What is President Obama’s relationship with the cultural zeitgeist? Is it different than other presidents we’ve had?

Obama had the most pop culture suffused childhood of any president. He grew up with television, and loved popular music as well. As a politician, he has been able to use his pop culture knowledge and comfort to reach out to segmented portions of the American electorate in two successful campaigns. But I also wonder whether all this pop culture outreach comes with a cost, in the form of a diminished stature of the presidency.

What literary works shaped Thomas Jefferson’s philosophy?

It’s hard to say, since Jefferson read so much, but I tell one story in the book from Stephen Greenblatt’s “The Swerve: How the World Became Modern.” Greenblatt argues that the discovery of Lucretius’ long-lost Epicurean poem De rerum natura (“On the Nature of Things”) in 1417 was the “swerve” that changed the direction of human history. Jefferson owned five copies of De rerum natura in Latin, as well as English, French, and Italian translations. Jefferson even responded to a question on his personal philosophy by stating, “I am an Epicurean.” I write in the book that, “there is scarcely a more impressive measure of an author’s influence on history than the boast that he shaped the thinking of Thomas Jefferson.”

What is the most interesting story or fact you discovered researching the book?

There are too many to list here, but the facts that Jimmy Carter saw 480 films in one term in the White House, and that Woodrow Wilson, our only Ph.D. president, saw 250 plays, many of them of the Vaudeville variety, really stuck with me.

You were in the Bush administration so perhaps you can clear this question up for me. Karl Rove has claimed that he and George W. Bush would have reading contests — reading each year as many as 100 books or more while Bush was still president. That can’t be true, right? How would President Bush have time to read a book every three days while he was leading the country?

I don’t think President Bush ever hit 100 books in a year while president, but he and Karl Rove were definitely in the high double digits. As with everything else, the choice of what and how much to read is about priorities, and Bush made the reading of serious non-fiction one of his priorities during his leisure hours. The little secret of the White House is that presidents are actually pretty free in the evenings if they don’t have a social event planned that night. While White House staffers like myself may have to stay late writing memos and such, the president has a large staff of people to do that sort of thing, which leaves him free to read if he so chooses.
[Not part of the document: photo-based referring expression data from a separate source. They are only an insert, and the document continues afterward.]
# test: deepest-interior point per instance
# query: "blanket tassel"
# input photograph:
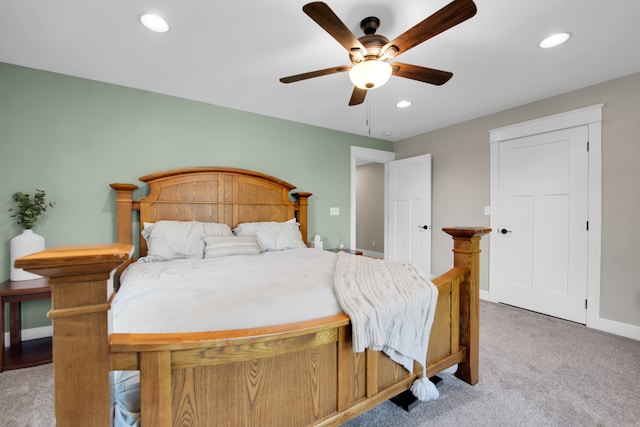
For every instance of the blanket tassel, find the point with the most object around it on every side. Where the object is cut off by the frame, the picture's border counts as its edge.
(424, 389)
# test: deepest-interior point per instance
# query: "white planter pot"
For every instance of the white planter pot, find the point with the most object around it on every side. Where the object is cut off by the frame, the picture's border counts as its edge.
(25, 244)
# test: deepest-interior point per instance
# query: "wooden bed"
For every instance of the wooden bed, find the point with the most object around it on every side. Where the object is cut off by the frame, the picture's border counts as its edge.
(297, 374)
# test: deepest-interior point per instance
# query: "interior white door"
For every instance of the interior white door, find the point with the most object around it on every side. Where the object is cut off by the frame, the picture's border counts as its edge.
(543, 214)
(409, 211)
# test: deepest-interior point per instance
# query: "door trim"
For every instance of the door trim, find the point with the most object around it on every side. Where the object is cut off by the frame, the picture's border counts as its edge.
(592, 117)
(360, 155)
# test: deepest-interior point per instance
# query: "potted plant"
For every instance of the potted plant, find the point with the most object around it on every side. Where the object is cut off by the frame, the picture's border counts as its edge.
(27, 212)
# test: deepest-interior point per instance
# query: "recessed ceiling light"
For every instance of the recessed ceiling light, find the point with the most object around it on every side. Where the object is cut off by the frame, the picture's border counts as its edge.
(554, 40)
(154, 23)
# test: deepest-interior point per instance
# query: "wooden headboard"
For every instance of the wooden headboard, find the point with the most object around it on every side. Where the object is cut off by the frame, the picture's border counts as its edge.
(213, 194)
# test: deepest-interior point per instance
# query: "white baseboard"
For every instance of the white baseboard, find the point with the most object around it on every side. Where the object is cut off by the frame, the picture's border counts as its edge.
(32, 334)
(372, 254)
(605, 325)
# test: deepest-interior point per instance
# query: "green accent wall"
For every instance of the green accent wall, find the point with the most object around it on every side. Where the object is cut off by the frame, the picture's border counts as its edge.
(72, 137)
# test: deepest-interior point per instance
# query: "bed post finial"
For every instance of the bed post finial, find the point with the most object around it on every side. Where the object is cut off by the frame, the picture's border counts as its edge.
(78, 278)
(302, 199)
(124, 205)
(466, 254)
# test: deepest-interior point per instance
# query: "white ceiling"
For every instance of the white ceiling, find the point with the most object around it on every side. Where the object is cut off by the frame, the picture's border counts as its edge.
(232, 54)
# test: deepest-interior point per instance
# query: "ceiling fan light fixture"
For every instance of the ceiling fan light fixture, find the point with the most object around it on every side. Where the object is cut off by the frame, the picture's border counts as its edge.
(554, 40)
(154, 23)
(370, 74)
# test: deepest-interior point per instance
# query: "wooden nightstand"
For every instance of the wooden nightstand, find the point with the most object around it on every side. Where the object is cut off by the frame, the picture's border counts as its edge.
(349, 251)
(21, 354)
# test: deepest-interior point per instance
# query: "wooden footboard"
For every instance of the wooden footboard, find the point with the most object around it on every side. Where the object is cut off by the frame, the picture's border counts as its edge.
(288, 375)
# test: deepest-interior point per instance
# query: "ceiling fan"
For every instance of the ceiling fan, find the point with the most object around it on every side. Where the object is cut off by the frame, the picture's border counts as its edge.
(369, 53)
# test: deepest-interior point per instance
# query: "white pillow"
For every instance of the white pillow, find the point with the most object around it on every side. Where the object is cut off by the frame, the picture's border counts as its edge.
(167, 240)
(217, 246)
(273, 236)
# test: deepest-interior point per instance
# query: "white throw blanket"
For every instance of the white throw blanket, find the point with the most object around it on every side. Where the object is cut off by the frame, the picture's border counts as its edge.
(391, 307)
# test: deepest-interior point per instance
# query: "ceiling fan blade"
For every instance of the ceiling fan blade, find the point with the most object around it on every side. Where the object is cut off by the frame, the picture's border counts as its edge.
(357, 96)
(449, 16)
(312, 74)
(422, 74)
(329, 21)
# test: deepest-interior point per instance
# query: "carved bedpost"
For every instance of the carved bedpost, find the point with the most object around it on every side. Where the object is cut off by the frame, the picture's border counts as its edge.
(78, 278)
(303, 203)
(124, 202)
(466, 253)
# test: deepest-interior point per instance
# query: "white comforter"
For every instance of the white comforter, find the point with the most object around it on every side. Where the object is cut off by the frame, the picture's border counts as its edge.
(233, 292)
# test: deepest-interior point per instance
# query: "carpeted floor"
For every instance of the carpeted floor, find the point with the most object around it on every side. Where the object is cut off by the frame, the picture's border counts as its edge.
(534, 371)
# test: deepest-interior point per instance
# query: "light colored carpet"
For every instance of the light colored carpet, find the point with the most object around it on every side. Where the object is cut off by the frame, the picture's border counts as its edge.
(534, 371)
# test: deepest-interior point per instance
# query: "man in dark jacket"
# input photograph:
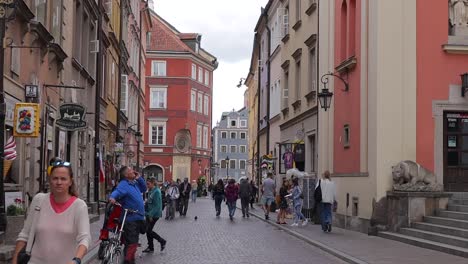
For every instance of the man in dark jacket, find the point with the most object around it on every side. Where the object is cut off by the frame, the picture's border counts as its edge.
(245, 192)
(185, 190)
(129, 193)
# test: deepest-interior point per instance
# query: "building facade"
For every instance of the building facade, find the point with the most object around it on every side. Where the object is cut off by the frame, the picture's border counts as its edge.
(179, 92)
(231, 145)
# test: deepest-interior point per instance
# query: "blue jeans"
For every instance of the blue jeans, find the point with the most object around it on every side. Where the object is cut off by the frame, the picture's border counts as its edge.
(194, 195)
(298, 213)
(326, 214)
(231, 208)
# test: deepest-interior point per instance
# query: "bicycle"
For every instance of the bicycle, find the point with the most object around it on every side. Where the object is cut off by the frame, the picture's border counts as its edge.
(113, 247)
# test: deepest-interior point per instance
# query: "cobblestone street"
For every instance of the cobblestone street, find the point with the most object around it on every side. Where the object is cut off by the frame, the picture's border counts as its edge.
(218, 240)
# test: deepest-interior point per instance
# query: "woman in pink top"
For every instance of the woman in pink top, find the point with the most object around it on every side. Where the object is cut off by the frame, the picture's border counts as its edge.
(61, 223)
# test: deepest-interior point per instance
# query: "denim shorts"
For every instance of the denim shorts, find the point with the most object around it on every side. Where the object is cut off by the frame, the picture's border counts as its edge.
(267, 200)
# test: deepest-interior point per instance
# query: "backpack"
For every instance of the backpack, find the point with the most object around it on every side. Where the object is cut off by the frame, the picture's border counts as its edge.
(318, 193)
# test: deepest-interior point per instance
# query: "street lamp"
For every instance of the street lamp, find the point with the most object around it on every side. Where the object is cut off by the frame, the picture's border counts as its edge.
(7, 8)
(227, 167)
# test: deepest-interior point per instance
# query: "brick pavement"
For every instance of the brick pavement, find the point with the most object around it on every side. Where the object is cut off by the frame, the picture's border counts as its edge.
(363, 248)
(218, 240)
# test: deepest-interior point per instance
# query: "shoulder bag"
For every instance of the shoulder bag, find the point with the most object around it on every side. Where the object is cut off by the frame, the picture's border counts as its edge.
(25, 254)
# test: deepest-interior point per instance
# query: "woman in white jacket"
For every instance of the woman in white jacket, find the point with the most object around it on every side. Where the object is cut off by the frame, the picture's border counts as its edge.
(328, 198)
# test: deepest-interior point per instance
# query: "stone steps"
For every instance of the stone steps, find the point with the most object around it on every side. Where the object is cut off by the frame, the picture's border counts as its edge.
(424, 243)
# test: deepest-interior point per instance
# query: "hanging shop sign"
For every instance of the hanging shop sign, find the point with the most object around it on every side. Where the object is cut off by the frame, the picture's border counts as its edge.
(26, 120)
(71, 117)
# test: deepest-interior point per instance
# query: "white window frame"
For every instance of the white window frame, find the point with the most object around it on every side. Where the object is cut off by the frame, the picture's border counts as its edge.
(205, 137)
(152, 99)
(232, 161)
(231, 147)
(240, 135)
(206, 101)
(124, 94)
(207, 78)
(194, 71)
(200, 102)
(200, 74)
(199, 135)
(245, 164)
(193, 100)
(221, 149)
(150, 134)
(156, 70)
(240, 149)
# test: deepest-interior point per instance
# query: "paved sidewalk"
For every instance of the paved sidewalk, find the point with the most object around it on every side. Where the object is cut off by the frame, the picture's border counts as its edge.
(355, 247)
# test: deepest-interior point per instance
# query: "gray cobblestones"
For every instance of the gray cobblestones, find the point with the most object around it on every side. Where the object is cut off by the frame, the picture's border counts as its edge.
(218, 240)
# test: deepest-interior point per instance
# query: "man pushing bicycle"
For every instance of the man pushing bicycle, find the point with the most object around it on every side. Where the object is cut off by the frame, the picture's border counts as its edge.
(129, 193)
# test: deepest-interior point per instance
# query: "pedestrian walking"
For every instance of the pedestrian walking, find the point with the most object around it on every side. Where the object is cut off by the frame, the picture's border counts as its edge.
(57, 226)
(194, 191)
(185, 190)
(328, 190)
(129, 193)
(268, 194)
(172, 195)
(153, 213)
(283, 204)
(253, 194)
(245, 193)
(298, 199)
(218, 196)
(231, 192)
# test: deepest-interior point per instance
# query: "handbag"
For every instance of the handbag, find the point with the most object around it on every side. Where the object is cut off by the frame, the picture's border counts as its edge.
(318, 193)
(25, 254)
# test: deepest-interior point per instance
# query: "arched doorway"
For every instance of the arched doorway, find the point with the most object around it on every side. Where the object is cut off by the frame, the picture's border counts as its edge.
(154, 171)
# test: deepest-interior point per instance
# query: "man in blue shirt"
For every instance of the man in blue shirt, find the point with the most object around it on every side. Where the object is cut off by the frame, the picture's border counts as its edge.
(129, 193)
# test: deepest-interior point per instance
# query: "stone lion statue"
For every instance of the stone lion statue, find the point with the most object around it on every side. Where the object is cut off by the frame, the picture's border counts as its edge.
(410, 176)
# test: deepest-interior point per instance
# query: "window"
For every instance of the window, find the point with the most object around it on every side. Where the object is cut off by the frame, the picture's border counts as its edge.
(199, 135)
(242, 164)
(223, 164)
(206, 105)
(148, 40)
(193, 100)
(194, 71)
(158, 133)
(200, 102)
(205, 137)
(158, 98)
(232, 164)
(233, 149)
(207, 78)
(200, 74)
(346, 136)
(243, 135)
(312, 72)
(124, 94)
(158, 68)
(242, 149)
(298, 80)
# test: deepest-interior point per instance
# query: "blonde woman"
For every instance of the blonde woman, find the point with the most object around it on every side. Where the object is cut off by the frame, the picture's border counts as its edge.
(328, 198)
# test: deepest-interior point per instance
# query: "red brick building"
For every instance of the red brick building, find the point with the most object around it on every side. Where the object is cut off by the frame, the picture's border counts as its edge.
(178, 96)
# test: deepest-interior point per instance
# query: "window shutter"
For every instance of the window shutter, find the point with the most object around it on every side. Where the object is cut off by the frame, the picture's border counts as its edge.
(124, 94)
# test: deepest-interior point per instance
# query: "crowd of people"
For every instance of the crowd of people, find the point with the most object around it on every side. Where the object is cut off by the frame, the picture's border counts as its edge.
(47, 234)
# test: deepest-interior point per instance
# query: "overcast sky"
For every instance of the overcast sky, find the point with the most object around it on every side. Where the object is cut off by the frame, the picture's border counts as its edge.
(227, 29)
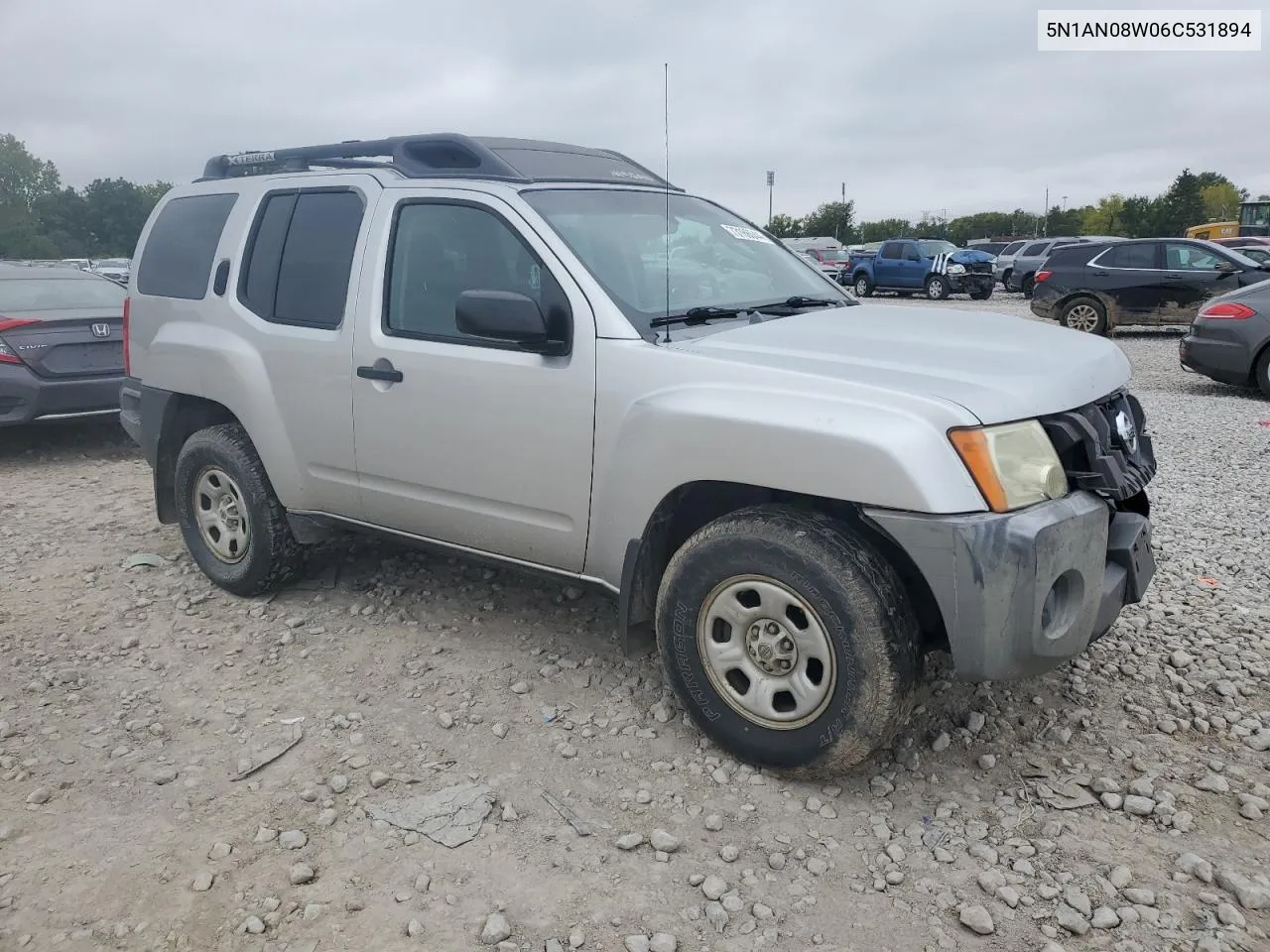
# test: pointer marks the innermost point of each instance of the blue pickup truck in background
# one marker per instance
(930, 267)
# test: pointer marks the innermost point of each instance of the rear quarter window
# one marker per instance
(177, 258)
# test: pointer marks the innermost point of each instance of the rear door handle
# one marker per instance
(385, 373)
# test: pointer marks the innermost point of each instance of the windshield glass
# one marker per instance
(59, 294)
(715, 259)
(1255, 213)
(930, 249)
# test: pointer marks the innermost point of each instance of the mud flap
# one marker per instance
(633, 638)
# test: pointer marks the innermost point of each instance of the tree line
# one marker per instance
(1193, 198)
(41, 217)
(44, 218)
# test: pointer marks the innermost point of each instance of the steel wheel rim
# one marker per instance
(220, 515)
(766, 652)
(1082, 317)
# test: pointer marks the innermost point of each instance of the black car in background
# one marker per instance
(1229, 340)
(62, 344)
(1093, 287)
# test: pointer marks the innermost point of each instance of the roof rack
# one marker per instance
(448, 157)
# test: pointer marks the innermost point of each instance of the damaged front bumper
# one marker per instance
(1023, 592)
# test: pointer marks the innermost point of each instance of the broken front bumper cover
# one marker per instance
(1023, 592)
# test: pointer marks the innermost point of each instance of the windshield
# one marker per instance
(930, 249)
(59, 294)
(1255, 213)
(708, 257)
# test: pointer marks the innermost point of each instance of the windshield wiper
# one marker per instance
(699, 315)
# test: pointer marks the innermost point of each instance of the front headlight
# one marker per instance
(1014, 463)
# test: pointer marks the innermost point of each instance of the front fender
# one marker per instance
(204, 361)
(858, 451)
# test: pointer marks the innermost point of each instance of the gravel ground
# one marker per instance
(1116, 803)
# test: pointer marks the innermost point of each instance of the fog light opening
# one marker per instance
(1062, 604)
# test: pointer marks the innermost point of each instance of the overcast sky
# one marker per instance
(917, 104)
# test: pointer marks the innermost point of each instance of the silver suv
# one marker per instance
(498, 348)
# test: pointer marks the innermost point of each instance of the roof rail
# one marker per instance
(445, 155)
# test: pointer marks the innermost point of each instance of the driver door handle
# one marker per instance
(385, 373)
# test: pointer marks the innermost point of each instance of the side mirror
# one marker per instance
(503, 315)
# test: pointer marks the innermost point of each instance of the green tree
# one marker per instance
(1106, 217)
(833, 218)
(1182, 206)
(884, 229)
(23, 177)
(785, 226)
(1141, 217)
(1220, 202)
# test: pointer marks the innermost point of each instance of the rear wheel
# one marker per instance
(1084, 313)
(232, 524)
(788, 639)
(1262, 372)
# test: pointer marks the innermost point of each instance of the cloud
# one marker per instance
(915, 105)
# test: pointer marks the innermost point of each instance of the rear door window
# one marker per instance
(1138, 257)
(177, 261)
(300, 257)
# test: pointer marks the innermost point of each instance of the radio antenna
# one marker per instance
(666, 128)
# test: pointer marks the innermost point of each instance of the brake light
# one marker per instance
(1228, 309)
(7, 353)
(127, 365)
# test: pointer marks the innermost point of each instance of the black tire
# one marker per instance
(1078, 313)
(1261, 373)
(938, 287)
(271, 555)
(857, 602)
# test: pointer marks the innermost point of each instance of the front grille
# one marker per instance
(1103, 445)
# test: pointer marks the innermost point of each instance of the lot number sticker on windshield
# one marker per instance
(744, 234)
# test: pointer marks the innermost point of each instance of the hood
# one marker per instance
(998, 367)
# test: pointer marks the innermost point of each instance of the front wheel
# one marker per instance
(788, 639)
(232, 524)
(1084, 315)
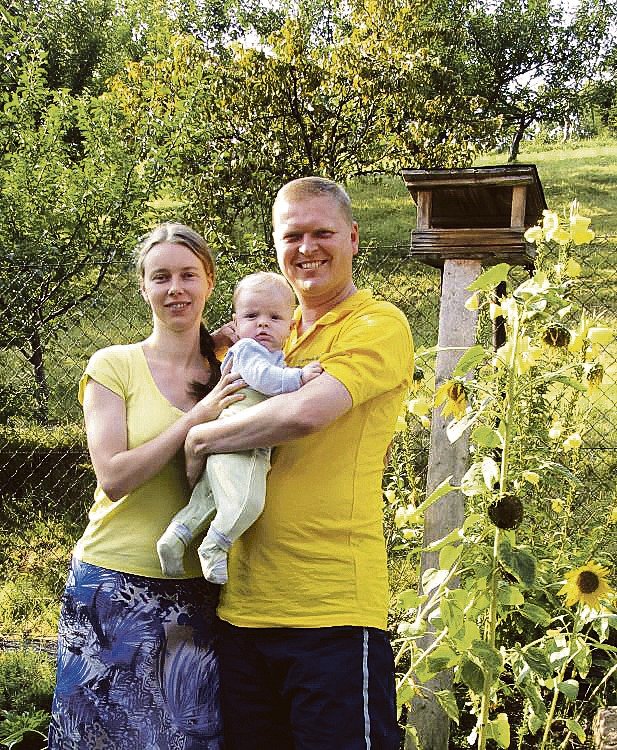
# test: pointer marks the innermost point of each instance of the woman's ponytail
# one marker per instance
(206, 347)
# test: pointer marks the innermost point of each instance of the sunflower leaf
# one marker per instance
(469, 361)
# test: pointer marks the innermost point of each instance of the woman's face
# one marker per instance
(176, 285)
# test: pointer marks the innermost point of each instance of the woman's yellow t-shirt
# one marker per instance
(122, 534)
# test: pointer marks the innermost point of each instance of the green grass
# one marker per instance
(585, 170)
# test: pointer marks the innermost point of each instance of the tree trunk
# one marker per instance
(40, 378)
(516, 141)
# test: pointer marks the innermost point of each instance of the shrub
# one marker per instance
(27, 680)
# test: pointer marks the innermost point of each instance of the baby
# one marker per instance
(231, 491)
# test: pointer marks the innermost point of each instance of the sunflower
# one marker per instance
(556, 335)
(587, 585)
(506, 512)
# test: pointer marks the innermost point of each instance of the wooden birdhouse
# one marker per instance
(476, 213)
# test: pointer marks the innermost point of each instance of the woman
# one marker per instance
(136, 667)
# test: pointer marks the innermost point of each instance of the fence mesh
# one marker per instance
(46, 480)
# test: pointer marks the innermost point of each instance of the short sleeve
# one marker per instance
(109, 368)
(373, 353)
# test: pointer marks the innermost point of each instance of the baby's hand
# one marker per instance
(225, 336)
(310, 371)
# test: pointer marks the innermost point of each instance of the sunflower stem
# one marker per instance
(551, 711)
(491, 626)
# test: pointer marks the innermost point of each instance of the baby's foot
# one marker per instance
(213, 561)
(171, 547)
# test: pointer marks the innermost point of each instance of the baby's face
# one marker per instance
(263, 313)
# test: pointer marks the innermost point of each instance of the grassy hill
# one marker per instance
(585, 170)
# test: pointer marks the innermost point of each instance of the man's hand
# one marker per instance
(310, 371)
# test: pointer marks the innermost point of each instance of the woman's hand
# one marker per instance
(224, 393)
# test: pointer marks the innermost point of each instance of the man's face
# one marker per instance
(315, 245)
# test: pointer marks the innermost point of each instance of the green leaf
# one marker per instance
(442, 489)
(499, 730)
(452, 615)
(538, 662)
(454, 536)
(510, 596)
(488, 280)
(485, 437)
(569, 688)
(447, 701)
(582, 657)
(576, 729)
(474, 356)
(443, 657)
(471, 674)
(490, 472)
(457, 427)
(486, 657)
(449, 555)
(566, 381)
(536, 614)
(409, 599)
(518, 562)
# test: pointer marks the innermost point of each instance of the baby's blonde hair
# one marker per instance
(264, 279)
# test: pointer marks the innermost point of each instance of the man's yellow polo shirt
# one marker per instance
(316, 556)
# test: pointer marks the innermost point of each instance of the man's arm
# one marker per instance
(274, 421)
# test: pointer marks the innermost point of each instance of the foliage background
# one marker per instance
(114, 116)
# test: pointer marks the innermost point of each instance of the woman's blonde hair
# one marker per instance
(178, 234)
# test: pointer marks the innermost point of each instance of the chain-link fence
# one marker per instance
(46, 480)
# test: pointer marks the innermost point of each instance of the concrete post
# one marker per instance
(457, 328)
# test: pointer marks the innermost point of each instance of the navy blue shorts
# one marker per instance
(307, 689)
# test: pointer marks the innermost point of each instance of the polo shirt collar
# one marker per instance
(342, 310)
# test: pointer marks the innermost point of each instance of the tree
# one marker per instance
(530, 62)
(65, 213)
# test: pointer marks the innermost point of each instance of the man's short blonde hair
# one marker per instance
(264, 279)
(305, 188)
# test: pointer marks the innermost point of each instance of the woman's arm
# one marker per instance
(120, 470)
(272, 422)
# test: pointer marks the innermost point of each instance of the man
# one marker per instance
(304, 655)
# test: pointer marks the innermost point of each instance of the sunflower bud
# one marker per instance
(417, 378)
(506, 512)
(556, 335)
(594, 376)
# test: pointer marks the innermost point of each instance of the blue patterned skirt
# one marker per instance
(136, 664)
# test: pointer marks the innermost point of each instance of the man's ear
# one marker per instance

As a conservative intellectual in the policy world, what three books shaped your worldview?

Tough question, as I am constantly reading books that I find both informative and influential. But my early twenties were my most formative period intellectually and politically, and some of the books I read then that have stuck with me include:

1.) “Common Ground” — J. Anthony Lukas’ look at the unintended consequences of liberal paternalism on a specific community, namely Boston residents affected by racially-directed school busing.

2.) “The Closing of the American Mind” — Allan Bloom taught me to look at and understand the impact of culture on American youth in a wholly new way.

3.) “The Road to Serfdom” — Hayek explained the folly of socialism, and why it could not work, in crisp, clear, and usable language.

Also, he was not so much a book writer as an essayist, but ever since I discovered the writings of Irving Kristol when I was a 20-year old studying in London, I have never looked at culture or politics in the same way.